Y entonces insisten en una reforma laboral de verdad, que termine definitivamente con lo que hace 270 años eliminó la industrialización: que el trabajo no crea valor, sino que este es obra del capital. De manera que definitivamente se olvide que la acumulación histórica de riqueza tuvo como fuente semejante origen, y de haberse dado apenas mereció una dádiva. Otra de pensiones, no tanto para barajarles las desproporcionadas e injustas que consiguen los burócratas acomodados, sino para que los pobres no las alcancen jamás y permanezcan libres, o mejor desempleados, para utilizarlos hasta que mueran.
Que el Estado, al que han condenado al ostracismo, les prepare los trabajadores que necesitan, pues por culpa de la pandemia se aceleró el acceso a nuevas tecnologías y la transformación digital de las empresas, y alguien ―que no sean ellos ni les represente erogación alguna, debe capacitar―. Además de ilustrar de manera conveniente a viejos y nuevos emprendedores de la buena nueva: que el progreso industrial y la competencia no se consiguen emulando a los desarrollados, como nos enseñaron desde el comienzo todos los sabios en la materia, sino a los que nos llevan una pequeña ventaja, es decir, a otros subdesarrollados.

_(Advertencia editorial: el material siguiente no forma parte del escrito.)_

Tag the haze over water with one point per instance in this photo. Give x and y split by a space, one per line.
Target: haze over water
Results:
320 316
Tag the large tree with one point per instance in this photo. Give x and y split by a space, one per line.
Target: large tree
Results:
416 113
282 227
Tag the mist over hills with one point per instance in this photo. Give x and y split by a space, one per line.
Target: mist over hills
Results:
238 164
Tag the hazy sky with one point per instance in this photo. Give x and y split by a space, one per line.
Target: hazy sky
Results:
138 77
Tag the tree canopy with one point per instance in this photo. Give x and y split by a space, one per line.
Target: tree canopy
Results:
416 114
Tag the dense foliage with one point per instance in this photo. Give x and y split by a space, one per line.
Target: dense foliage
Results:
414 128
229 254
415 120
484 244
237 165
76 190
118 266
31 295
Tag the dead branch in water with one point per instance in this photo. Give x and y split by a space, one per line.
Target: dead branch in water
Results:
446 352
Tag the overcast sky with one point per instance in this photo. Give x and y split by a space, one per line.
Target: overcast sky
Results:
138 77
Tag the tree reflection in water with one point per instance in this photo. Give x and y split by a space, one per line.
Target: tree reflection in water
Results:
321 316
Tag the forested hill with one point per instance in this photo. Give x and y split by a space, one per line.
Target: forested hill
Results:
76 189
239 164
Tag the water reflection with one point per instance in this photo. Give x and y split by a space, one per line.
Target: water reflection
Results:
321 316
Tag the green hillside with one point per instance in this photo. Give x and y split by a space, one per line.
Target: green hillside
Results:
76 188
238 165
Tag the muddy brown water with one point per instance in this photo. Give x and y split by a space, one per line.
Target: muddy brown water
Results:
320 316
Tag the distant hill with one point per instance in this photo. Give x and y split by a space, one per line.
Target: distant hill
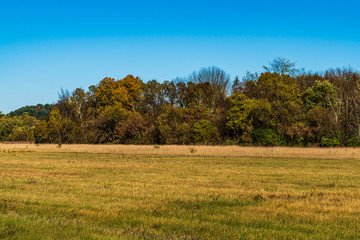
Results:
39 111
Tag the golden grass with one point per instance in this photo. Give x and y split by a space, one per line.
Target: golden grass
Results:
145 192
195 150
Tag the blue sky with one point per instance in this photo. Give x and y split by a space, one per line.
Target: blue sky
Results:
46 45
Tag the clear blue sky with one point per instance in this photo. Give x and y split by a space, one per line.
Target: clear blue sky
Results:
46 45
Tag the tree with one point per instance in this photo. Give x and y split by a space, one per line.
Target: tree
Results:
214 83
282 66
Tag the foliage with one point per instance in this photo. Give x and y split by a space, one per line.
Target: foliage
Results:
279 106
203 131
329 142
39 111
266 137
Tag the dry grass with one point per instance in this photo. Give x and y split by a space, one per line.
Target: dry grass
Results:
229 151
48 192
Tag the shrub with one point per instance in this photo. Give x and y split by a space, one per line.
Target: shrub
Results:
353 142
266 137
203 131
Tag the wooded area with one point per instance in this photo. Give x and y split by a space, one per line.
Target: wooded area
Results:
282 105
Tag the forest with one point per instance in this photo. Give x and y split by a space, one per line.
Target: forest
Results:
280 106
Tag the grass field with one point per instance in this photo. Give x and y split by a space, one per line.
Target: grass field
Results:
146 192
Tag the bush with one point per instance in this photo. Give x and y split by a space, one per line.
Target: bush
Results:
329 142
266 137
353 142
203 131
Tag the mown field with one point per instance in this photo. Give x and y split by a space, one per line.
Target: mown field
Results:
64 194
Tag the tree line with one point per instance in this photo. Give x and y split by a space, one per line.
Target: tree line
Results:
282 105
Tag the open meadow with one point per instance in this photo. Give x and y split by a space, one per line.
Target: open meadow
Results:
178 192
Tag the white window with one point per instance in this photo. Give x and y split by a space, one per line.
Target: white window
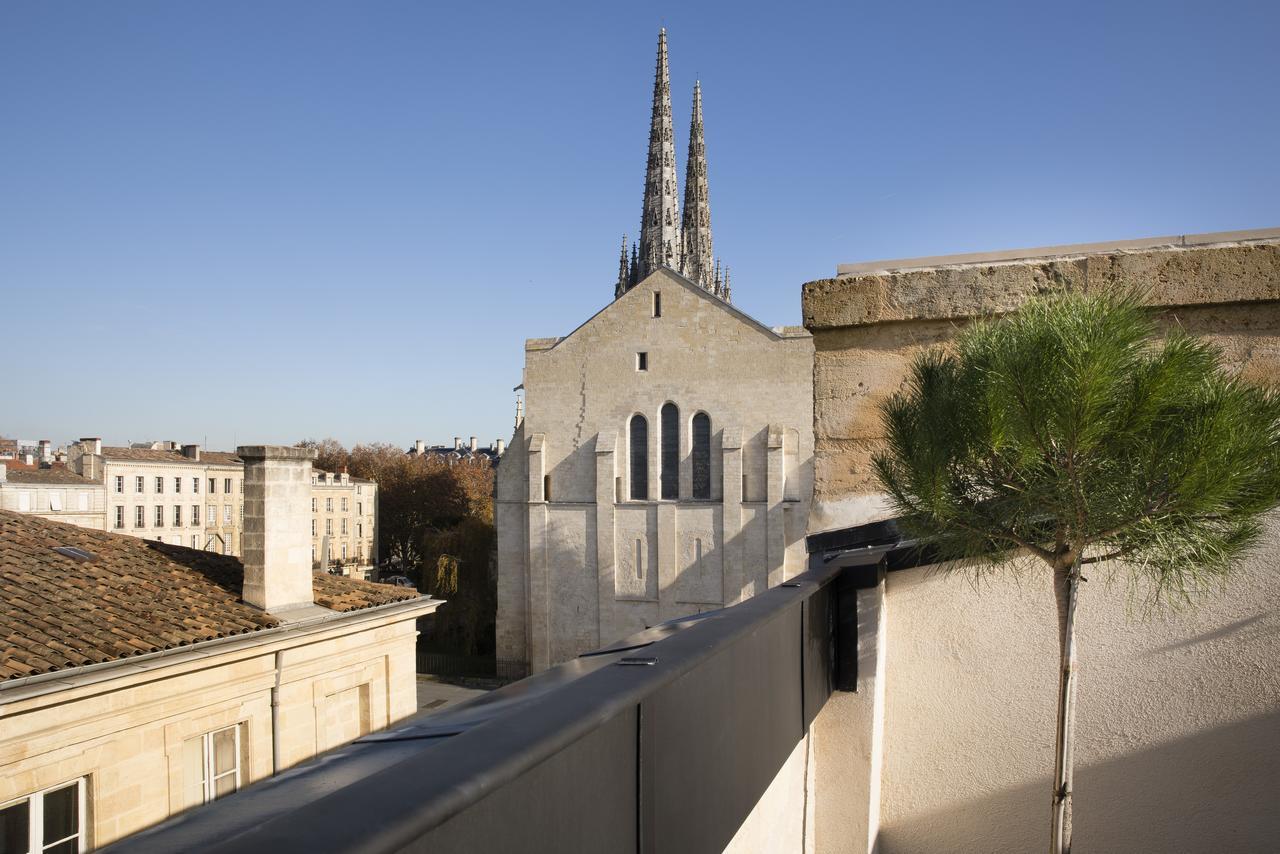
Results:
48 821
211 765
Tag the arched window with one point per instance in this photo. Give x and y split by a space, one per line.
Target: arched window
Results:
670 452
639 443
702 456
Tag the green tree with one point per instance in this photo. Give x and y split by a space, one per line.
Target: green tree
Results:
1072 433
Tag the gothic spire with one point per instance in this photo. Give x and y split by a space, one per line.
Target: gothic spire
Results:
696 227
624 272
659 224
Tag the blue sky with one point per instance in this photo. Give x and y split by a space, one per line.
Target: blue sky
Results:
259 222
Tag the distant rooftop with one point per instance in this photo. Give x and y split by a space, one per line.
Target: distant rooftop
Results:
1002 256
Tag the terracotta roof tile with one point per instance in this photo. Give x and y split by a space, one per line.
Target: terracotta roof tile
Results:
135 597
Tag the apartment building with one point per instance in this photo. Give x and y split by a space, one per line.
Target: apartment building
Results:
343 514
168 492
146 679
51 492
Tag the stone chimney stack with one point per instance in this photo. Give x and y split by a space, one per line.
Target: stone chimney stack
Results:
277 526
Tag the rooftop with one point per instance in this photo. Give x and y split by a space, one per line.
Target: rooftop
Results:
1001 256
120 597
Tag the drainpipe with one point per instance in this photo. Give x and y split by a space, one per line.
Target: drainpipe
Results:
275 717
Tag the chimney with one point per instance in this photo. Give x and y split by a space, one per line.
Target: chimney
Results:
277 526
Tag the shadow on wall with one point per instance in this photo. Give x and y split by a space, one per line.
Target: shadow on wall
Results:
1207 793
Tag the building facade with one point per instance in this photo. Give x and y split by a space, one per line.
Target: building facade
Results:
55 493
168 493
343 517
151 679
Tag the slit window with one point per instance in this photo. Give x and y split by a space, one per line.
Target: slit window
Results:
639 448
702 456
670 452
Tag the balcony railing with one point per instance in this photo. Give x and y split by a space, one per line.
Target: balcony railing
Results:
663 741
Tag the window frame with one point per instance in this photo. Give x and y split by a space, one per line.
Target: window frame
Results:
36 816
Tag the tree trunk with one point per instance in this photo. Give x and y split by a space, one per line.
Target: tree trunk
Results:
1066 587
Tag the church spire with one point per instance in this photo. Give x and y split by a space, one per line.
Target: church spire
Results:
659 224
696 227
624 272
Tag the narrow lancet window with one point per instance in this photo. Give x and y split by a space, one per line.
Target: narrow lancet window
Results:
670 452
639 443
702 456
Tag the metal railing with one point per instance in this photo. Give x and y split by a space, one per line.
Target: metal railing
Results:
663 741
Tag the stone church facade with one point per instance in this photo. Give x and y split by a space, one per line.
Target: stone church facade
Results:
663 465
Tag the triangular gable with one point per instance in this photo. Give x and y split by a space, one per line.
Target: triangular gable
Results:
675 278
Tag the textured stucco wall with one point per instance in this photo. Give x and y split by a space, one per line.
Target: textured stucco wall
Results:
1179 713
1178 716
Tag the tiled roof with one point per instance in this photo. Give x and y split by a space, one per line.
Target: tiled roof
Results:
54 475
135 597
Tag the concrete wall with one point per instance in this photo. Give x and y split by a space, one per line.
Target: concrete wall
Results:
126 730
570 579
1179 713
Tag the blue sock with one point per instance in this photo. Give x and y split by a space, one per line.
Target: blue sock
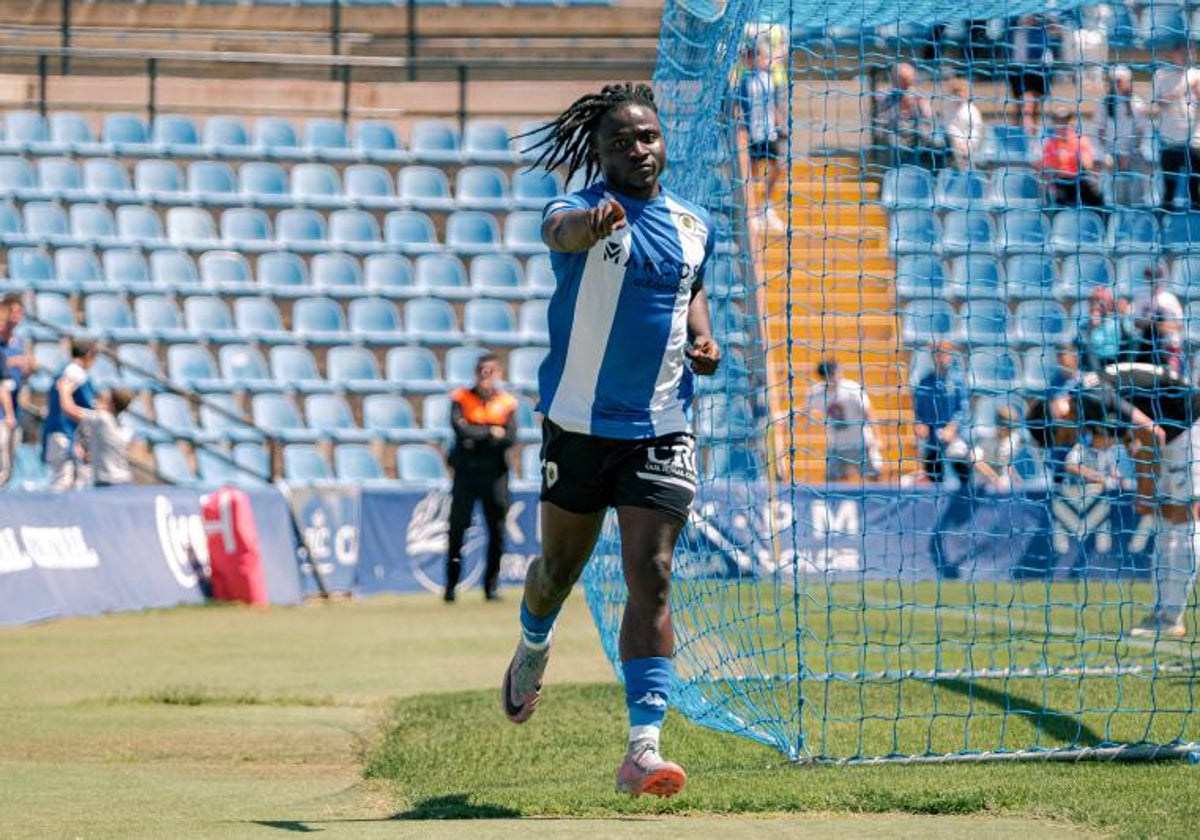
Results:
647 691
535 629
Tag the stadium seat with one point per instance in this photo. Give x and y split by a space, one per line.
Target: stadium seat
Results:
435 142
486 142
975 276
919 275
357 463
481 189
414 370
411 231
420 463
491 322
912 232
960 190
1077 231
389 275
376 321
305 463
425 189
906 187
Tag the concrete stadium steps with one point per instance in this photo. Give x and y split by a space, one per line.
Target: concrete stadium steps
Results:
841 305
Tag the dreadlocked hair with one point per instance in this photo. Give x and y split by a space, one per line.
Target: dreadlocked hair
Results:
568 139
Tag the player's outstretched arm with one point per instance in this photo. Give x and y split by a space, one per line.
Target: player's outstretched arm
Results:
574 231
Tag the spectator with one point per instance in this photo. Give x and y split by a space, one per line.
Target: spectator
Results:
70 396
940 402
103 443
762 131
904 121
1030 69
485 426
1121 127
964 124
1176 90
1068 165
852 449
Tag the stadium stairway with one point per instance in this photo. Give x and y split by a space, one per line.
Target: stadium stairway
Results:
840 295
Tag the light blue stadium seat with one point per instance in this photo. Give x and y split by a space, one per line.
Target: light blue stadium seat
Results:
460 365
412 232
532 189
191 228
923 322
1081 273
329 415
305 463
300 229
390 417
960 190
442 275
244 367
1042 322
486 142
169 269
1023 231
279 418
522 233
316 185
523 365
376 321
919 275
318 321
377 141
481 187
969 232
209 316
354 370
425 189
389 275
105 179
93 225
370 186
912 231
420 463
172 465
533 322
227 271
295 367
177 136
225 137
274 137
435 142
1013 187
1077 231
159 316
192 366
491 322
283 274
414 370
357 463
976 276
354 231
108 316
907 187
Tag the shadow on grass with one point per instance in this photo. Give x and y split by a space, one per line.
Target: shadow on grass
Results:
1050 723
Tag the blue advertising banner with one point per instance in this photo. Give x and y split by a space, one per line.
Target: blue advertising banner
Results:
123 549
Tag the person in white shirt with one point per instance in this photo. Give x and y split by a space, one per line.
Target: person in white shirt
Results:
1176 93
851 445
963 123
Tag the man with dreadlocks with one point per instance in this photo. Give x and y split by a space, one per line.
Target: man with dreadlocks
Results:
1157 412
629 325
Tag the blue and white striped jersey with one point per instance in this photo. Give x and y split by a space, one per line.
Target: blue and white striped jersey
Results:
618 319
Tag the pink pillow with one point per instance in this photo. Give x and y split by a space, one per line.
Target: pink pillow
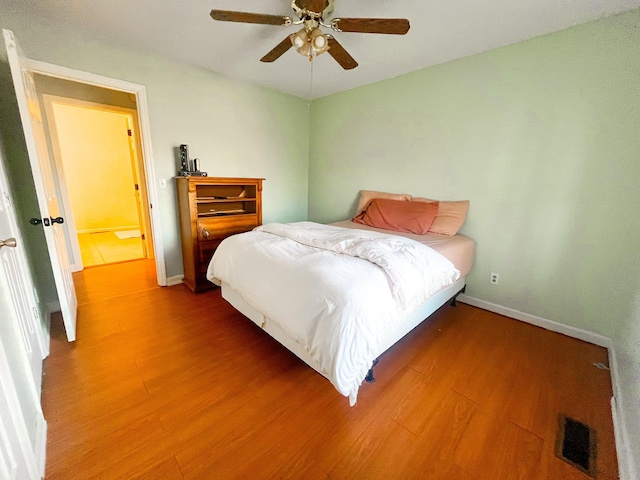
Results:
367 195
450 217
399 215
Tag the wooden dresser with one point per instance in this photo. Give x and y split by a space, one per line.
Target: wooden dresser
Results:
211 209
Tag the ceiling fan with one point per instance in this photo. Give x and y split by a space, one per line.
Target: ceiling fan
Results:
310 41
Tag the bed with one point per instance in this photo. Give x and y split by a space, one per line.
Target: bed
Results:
338 296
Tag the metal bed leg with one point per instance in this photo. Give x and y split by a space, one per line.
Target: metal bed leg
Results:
369 378
453 300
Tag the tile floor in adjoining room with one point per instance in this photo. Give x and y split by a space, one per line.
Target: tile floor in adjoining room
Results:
101 248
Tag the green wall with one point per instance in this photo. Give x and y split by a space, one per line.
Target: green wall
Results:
234 128
543 137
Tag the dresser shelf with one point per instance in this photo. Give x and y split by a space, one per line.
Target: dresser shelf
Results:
210 210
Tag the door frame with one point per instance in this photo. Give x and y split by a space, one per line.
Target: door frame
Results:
140 93
137 169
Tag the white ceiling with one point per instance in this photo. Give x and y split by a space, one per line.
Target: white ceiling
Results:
440 31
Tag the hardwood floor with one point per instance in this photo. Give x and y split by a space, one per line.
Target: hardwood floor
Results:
166 384
106 247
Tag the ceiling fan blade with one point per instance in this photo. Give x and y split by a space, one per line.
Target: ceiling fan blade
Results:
278 51
242 17
340 55
391 26
316 6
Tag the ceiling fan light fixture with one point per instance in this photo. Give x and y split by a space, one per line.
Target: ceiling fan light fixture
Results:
300 39
310 44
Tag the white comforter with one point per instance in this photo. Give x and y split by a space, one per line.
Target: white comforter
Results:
335 291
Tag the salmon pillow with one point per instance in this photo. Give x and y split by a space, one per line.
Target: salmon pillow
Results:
399 215
451 216
367 195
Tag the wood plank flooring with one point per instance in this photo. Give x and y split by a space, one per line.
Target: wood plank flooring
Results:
166 384
100 248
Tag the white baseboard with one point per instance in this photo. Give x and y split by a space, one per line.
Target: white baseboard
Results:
40 448
567 330
625 461
175 280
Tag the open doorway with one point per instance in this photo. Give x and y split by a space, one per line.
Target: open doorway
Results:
95 136
94 147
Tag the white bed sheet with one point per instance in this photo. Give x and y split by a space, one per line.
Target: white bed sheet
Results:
344 326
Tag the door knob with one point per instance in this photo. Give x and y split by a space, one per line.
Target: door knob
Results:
45 220
9 242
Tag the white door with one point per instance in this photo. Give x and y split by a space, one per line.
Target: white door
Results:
27 333
31 118
22 348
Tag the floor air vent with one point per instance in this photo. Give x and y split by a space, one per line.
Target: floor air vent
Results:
576 444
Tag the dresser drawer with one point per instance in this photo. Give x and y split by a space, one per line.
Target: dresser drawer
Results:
221 227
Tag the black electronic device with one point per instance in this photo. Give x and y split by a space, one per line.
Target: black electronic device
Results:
186 169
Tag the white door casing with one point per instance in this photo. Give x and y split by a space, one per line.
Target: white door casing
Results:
142 136
17 278
23 345
31 118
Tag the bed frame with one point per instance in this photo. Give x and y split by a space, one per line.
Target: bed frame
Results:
409 323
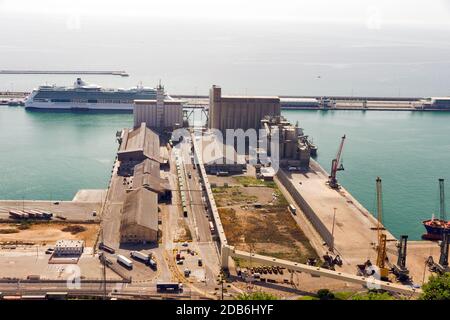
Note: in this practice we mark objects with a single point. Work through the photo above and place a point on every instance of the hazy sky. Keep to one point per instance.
(407, 12)
(357, 47)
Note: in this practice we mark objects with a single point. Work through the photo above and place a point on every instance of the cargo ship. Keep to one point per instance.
(437, 227)
(84, 96)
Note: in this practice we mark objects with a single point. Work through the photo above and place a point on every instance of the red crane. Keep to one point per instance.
(336, 166)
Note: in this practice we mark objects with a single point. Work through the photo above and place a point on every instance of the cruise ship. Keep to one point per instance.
(83, 96)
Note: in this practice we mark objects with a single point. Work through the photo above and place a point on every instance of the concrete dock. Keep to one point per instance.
(70, 211)
(355, 228)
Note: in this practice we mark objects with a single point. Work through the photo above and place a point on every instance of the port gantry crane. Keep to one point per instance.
(382, 239)
(442, 266)
(336, 166)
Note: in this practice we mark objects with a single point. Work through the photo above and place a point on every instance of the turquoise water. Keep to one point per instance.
(408, 150)
(53, 155)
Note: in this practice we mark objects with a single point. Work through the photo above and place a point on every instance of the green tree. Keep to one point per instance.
(437, 288)
(260, 295)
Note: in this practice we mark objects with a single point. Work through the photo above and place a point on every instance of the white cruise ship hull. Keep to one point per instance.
(79, 106)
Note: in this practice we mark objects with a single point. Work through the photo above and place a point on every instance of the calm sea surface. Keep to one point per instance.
(53, 155)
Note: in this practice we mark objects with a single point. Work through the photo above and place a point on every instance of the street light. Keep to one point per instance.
(332, 230)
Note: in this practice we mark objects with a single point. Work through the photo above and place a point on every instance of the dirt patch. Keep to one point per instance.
(74, 229)
(183, 232)
(255, 218)
(49, 232)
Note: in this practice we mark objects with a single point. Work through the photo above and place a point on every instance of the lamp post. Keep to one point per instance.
(332, 230)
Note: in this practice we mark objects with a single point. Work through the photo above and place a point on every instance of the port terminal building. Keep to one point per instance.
(239, 112)
(293, 146)
(164, 114)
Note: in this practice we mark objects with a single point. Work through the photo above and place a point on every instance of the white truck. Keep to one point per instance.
(144, 257)
(124, 261)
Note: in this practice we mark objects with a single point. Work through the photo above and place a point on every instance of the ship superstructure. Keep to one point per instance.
(83, 96)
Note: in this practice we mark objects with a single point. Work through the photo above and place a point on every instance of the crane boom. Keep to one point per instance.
(382, 238)
(336, 166)
(442, 214)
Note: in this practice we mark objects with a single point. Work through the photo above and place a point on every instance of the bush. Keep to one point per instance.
(256, 296)
(24, 225)
(373, 296)
(325, 294)
(74, 229)
(8, 231)
(437, 288)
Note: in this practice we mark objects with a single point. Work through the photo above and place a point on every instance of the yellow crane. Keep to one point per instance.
(382, 239)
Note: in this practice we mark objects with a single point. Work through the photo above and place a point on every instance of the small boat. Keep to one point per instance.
(436, 228)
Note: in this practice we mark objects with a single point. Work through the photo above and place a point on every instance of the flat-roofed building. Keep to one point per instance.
(293, 147)
(162, 113)
(239, 112)
(147, 175)
(139, 217)
(219, 158)
(139, 144)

Como quien en plena competencia deportiva dice "no vamos por el puntero sino por el penúltimo". Una forma de disimular el fracaso industrialista por cuenta de nuestra ingenuidad, pero suficiente acicate para continuar en la tarea de acumular unos pesos sin compartirlos con quienes les prestan su energía e inteligencia para conseguirlos y menos con el entorno patrio que les cohonesta sus problemáticos antojos capitalistas.